This package provides an implementation of the generative model as described by the article:
- Williams, D.C. and Inala, N. "Physics-informed generative model for drug-like molecule conformers." https://arxiv.org/abs/2403.07925, 10.1021/acs.jcim.3c01816
This repository was tested with Python 3.10 and the following nonstandard packages:
Package | Release |
---|---|
PyTorch | 1.12.1 1.13.0 2.0.0 2.0.1 |
RDKit | 2021.09.2 2022.09.5 |
sqlite3 | 2.6.0 |
NetworkX | 2.4 |
NumPy | 1.23.4 |
Pandas | 1.3.5 |
tqdm | 4.57.0 |
The generate_one.py
script can be used to generate multiple conformers for
a single molecule represented as an isomeric SMILES string. For example:
> ./generate_one.py "C([C@@H]([C@@H]1C(=C(C(=O)O1)O)O)O)O"
This should produce the output file output/output.sdf
with contents
that look something like the following:
For best results, use isomeric SMILES, which provide explicit tetra chirality and cis/trans isomerism.
By default, the generator uses the model trained on QMugs, which is provided
by this repository in the checkpoints
directory. The model trained on
GEOM-drugs is also available. Or you can train your own model (see instructions below).
By default, ten conformers are generated, using the CPU. Alternatives are available using command line options. Depending on hardware, employing a GPU could be faster, especially for a larger number of conformers or a particularly large molecule.

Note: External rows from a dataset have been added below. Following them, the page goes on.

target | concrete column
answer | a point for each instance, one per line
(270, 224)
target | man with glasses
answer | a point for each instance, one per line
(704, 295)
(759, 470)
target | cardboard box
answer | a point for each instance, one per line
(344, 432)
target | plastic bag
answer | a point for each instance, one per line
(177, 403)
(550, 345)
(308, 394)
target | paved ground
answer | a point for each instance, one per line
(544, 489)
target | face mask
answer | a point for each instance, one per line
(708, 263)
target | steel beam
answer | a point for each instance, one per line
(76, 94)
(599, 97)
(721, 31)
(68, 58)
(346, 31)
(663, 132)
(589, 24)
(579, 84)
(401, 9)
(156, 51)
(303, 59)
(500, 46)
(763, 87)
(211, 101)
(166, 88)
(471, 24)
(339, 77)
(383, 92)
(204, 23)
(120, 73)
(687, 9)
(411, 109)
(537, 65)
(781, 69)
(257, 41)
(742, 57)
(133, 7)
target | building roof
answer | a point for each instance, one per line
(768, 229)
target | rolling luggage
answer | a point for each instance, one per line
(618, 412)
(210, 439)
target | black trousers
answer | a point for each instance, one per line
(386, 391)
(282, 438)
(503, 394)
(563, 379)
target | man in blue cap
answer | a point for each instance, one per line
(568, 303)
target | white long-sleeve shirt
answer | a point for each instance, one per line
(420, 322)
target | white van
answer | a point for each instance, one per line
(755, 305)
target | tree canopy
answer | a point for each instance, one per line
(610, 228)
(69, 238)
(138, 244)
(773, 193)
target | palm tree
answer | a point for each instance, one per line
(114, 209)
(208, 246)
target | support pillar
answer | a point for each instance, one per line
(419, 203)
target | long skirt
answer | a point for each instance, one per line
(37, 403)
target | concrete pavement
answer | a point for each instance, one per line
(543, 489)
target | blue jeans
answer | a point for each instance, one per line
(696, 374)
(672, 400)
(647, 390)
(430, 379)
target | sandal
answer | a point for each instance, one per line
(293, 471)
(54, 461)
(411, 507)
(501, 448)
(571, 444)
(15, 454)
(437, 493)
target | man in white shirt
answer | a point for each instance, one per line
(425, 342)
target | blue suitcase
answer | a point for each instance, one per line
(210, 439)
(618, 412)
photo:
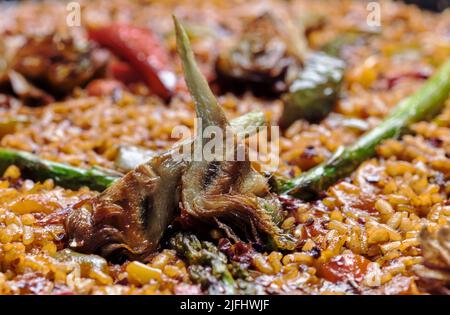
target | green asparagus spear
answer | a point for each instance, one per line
(208, 266)
(423, 104)
(65, 175)
(95, 178)
(204, 254)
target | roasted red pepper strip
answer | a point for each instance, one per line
(123, 72)
(142, 50)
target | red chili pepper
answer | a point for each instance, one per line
(142, 50)
(103, 87)
(123, 72)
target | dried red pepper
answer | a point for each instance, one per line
(142, 50)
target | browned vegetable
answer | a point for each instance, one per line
(130, 217)
(225, 192)
(58, 64)
(27, 92)
(261, 57)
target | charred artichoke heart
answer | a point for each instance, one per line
(58, 64)
(130, 217)
(260, 57)
(313, 93)
(225, 191)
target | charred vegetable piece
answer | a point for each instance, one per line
(208, 266)
(434, 272)
(131, 216)
(143, 51)
(65, 175)
(129, 157)
(27, 92)
(58, 64)
(423, 104)
(98, 179)
(313, 93)
(263, 54)
(225, 191)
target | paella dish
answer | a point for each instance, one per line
(224, 147)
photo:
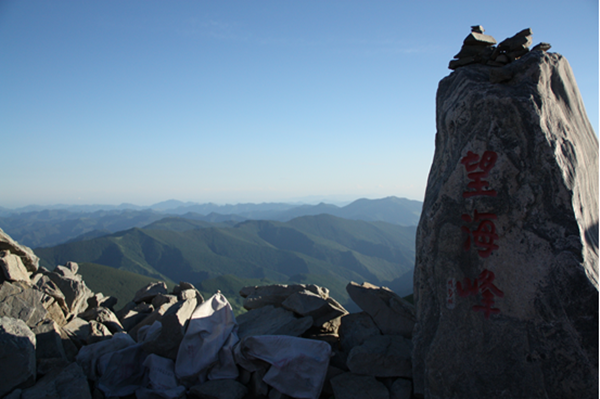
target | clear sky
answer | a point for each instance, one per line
(243, 101)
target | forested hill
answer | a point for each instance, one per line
(38, 227)
(323, 249)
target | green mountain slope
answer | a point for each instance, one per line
(322, 249)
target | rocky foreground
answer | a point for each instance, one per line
(58, 339)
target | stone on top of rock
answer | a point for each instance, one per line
(516, 165)
(145, 294)
(479, 48)
(23, 302)
(543, 46)
(270, 320)
(174, 322)
(12, 268)
(73, 287)
(307, 303)
(17, 355)
(355, 328)
(392, 314)
(382, 356)
(29, 259)
(355, 386)
(259, 296)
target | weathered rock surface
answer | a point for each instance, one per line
(145, 294)
(29, 259)
(392, 314)
(354, 386)
(382, 356)
(17, 355)
(355, 328)
(269, 320)
(259, 296)
(67, 383)
(23, 302)
(506, 275)
(218, 389)
(12, 267)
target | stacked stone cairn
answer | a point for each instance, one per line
(479, 48)
(60, 340)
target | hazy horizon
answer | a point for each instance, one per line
(238, 102)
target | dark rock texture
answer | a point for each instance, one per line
(506, 275)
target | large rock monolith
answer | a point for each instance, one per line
(506, 274)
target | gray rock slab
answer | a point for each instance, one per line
(307, 303)
(48, 341)
(218, 389)
(17, 355)
(145, 294)
(104, 316)
(68, 383)
(354, 386)
(28, 257)
(174, 322)
(23, 302)
(401, 389)
(510, 213)
(12, 267)
(75, 290)
(355, 328)
(382, 356)
(392, 314)
(259, 296)
(270, 320)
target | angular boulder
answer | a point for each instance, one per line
(382, 356)
(270, 320)
(12, 267)
(17, 355)
(392, 314)
(29, 259)
(506, 272)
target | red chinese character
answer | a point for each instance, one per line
(483, 284)
(484, 235)
(472, 163)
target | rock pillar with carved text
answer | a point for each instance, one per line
(506, 274)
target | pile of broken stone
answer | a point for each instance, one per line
(58, 339)
(479, 48)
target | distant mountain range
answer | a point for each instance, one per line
(321, 249)
(37, 226)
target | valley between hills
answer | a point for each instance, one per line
(226, 252)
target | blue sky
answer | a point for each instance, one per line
(243, 101)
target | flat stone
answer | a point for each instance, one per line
(173, 329)
(354, 386)
(24, 303)
(28, 257)
(67, 383)
(270, 320)
(12, 267)
(382, 356)
(104, 316)
(145, 294)
(73, 287)
(17, 355)
(401, 389)
(392, 314)
(475, 38)
(355, 328)
(307, 303)
(218, 389)
(48, 341)
(543, 46)
(259, 296)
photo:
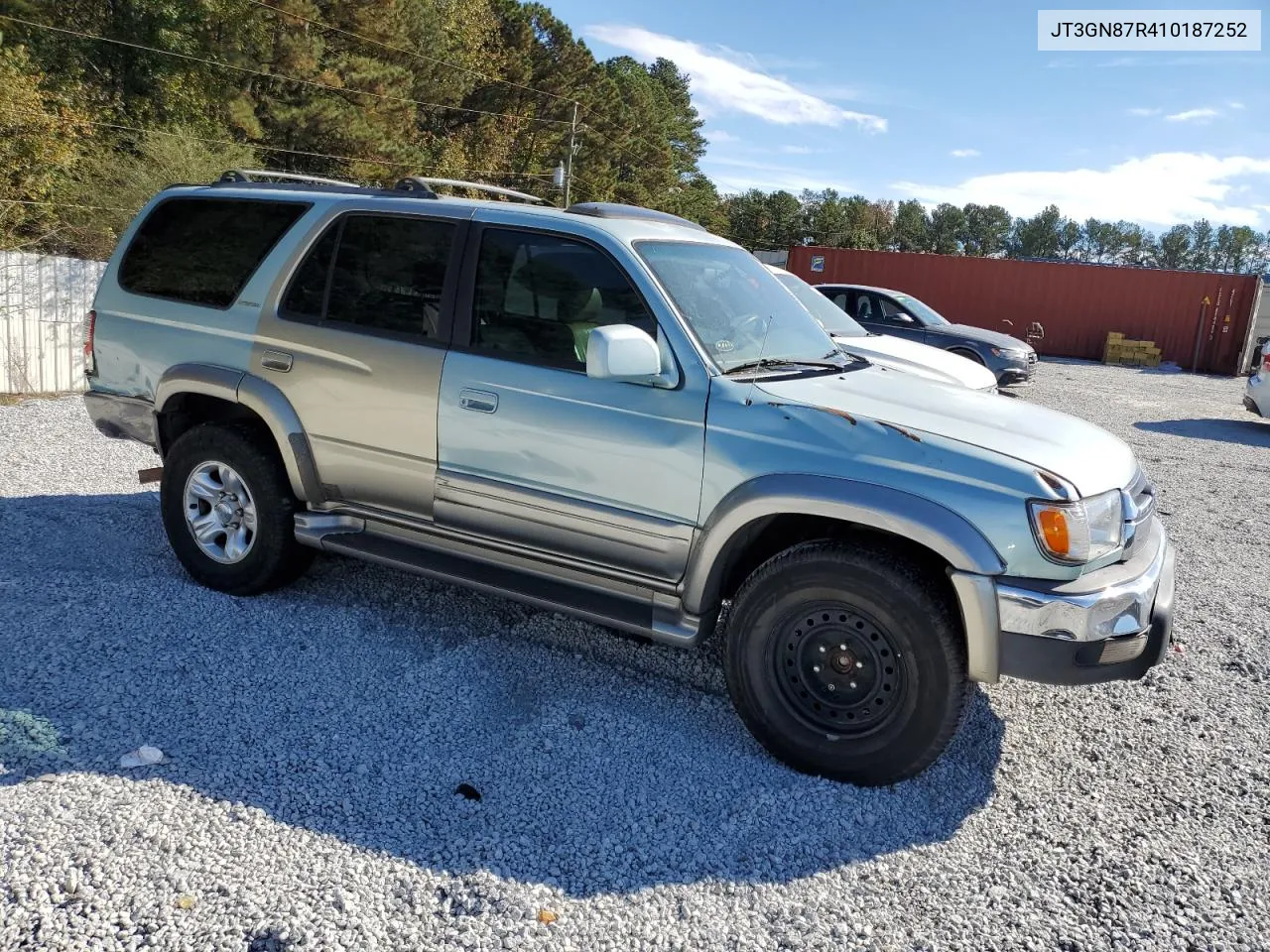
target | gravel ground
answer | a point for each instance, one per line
(316, 739)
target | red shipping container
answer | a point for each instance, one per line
(1076, 303)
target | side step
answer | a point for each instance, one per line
(630, 608)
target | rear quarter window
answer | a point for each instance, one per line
(203, 250)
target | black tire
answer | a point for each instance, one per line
(905, 662)
(968, 354)
(275, 558)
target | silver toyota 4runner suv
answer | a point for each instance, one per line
(608, 412)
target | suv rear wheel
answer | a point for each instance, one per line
(846, 662)
(229, 511)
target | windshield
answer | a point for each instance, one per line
(734, 304)
(924, 312)
(832, 317)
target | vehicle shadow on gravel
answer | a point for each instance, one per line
(356, 702)
(1250, 431)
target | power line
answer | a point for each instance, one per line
(64, 204)
(409, 53)
(276, 75)
(273, 149)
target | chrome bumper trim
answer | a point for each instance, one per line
(1123, 608)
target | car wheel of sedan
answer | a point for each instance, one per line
(229, 512)
(846, 662)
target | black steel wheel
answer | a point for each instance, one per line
(838, 669)
(847, 661)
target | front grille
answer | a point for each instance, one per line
(1139, 506)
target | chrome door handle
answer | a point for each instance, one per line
(276, 361)
(477, 400)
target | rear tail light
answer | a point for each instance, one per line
(89, 357)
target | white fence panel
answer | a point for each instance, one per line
(44, 304)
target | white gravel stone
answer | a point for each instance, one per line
(316, 739)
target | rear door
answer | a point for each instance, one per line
(357, 343)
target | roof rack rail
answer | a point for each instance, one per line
(418, 182)
(244, 176)
(615, 209)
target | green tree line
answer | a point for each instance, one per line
(105, 102)
(776, 220)
(371, 90)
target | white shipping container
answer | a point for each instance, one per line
(44, 306)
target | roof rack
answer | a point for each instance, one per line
(414, 185)
(417, 182)
(615, 209)
(244, 176)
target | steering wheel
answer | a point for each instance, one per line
(753, 326)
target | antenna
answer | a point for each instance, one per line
(762, 352)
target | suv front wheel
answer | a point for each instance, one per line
(846, 662)
(229, 512)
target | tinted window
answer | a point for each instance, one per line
(203, 250)
(375, 272)
(538, 298)
(307, 296)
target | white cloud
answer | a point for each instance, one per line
(740, 175)
(728, 86)
(1193, 116)
(1167, 188)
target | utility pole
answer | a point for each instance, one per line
(568, 172)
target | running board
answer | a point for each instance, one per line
(631, 608)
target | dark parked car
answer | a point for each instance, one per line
(884, 311)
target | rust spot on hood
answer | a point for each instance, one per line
(901, 430)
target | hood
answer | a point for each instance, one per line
(1086, 456)
(988, 336)
(920, 359)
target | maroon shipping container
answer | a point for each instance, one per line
(1076, 303)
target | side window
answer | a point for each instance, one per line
(203, 250)
(890, 311)
(538, 298)
(382, 273)
(866, 308)
(889, 308)
(307, 298)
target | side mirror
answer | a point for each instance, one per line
(621, 352)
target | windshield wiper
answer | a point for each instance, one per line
(776, 362)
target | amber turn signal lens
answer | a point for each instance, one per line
(1053, 529)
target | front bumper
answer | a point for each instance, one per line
(1114, 624)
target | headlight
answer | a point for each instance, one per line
(1076, 534)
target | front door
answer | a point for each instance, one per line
(357, 344)
(536, 453)
(881, 315)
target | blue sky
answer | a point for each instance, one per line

By default, only the final conformers are saved. The -trace
option
is provided if you wish to inspect intermediate solutions created
during generation. Provide this option with a filename prefix, and the
script will save a molecule file for each generated conformer that includes
each step by appending an integer to the prefix. For example:
> ./generate_one.py "C([C@@H]([C@@H]1C(=C(C(=O)O1)O)O)O)O" --trace output/frame
produces ten files output/frame000.sdf
, output/frame001.sdf
, etc.
The following is an animation created from an example of one of these files.
If you want to use guided generation using the simple repulsive term
as described in the article, apply the --repulsion
option.
This can be useful for some difficult examples, such as natamycin,
which contains a macrocycle.
> ./generate_one.py "C[C@@H]1C/C=C/C=C/C=C/C=C/[C@@H](C[C@H]2[C@@H]([C@H](C[C@](O2)(C[C@H](C[C@@H]3[C@H](O3)/C=C/C(=O)O1)O)O)O)C(=O)O)O[C@H]4[C@H]([C@H]([C@@H]([C@H](O4)C)O)N)O" --repulsion 0.5
The generate_many.py
script can be used to generate multiple conformers for
many molecules. The input should be a space-separated file containing one molecule per
line with the first column the isomeric smiles and the second column a unique molecule
name. The name is used to generate the output sdf files in the given directory.
> ./generate_many.py example.smi
100%|████████████████████████████████████████████████████████████████| 3/3 [00:00<00:00, 921.89it/s]
> ls output
aspirin.sdf viagra.sdf vitamin_C.sdf
By default, ten conformers are generated for each molecule, using the CUDA library.
Batching is used to generate molecules in parallel. Use the --batch
option to increase
or decrease the number of batched atoms to match the memory limitations of your
hardware.
The provided training code expects the input conformers to be in a standard
format, stored in a sqlite3 database. The script build_source.py
can
be used to build a database. For QMugs and/or GEOM-drugs, download the source
data, edit the script appropriately (to point to where you have stored
the files), and then invoke it. Creating the database is a one-time step
that will take a few hours, depending on the speed of your system.
Data set | Download link |
---|---|
QMugs | https://libdrive.ethz.ch/index.php/s/X5vOBNSITAG5vzM |
GEOM-drugs | https://dataverse.harvard.edu/api/access/datafile/4327252 |
The script is fairly simple and can be modified for other conformer sources.
Training is performed using the train.py
script.
> ./train.py data/qmugs.db
Depending on resources and the size of the dataset, training can take between a few hours or several days. A GPU or TPU is recommended. Adjust the batch size to match your memory resources. Performance may be limited by the speed of the file system containing the sqlite3 database. If you are in a hurry, using a portion of the dataset or fewer epochs will produce a useable model for experimentation, although accuracy may suffer to a degree.
Probing the structure of a model requires an example
molecule and some careful accounting. An example is available
in probe.ipynb
.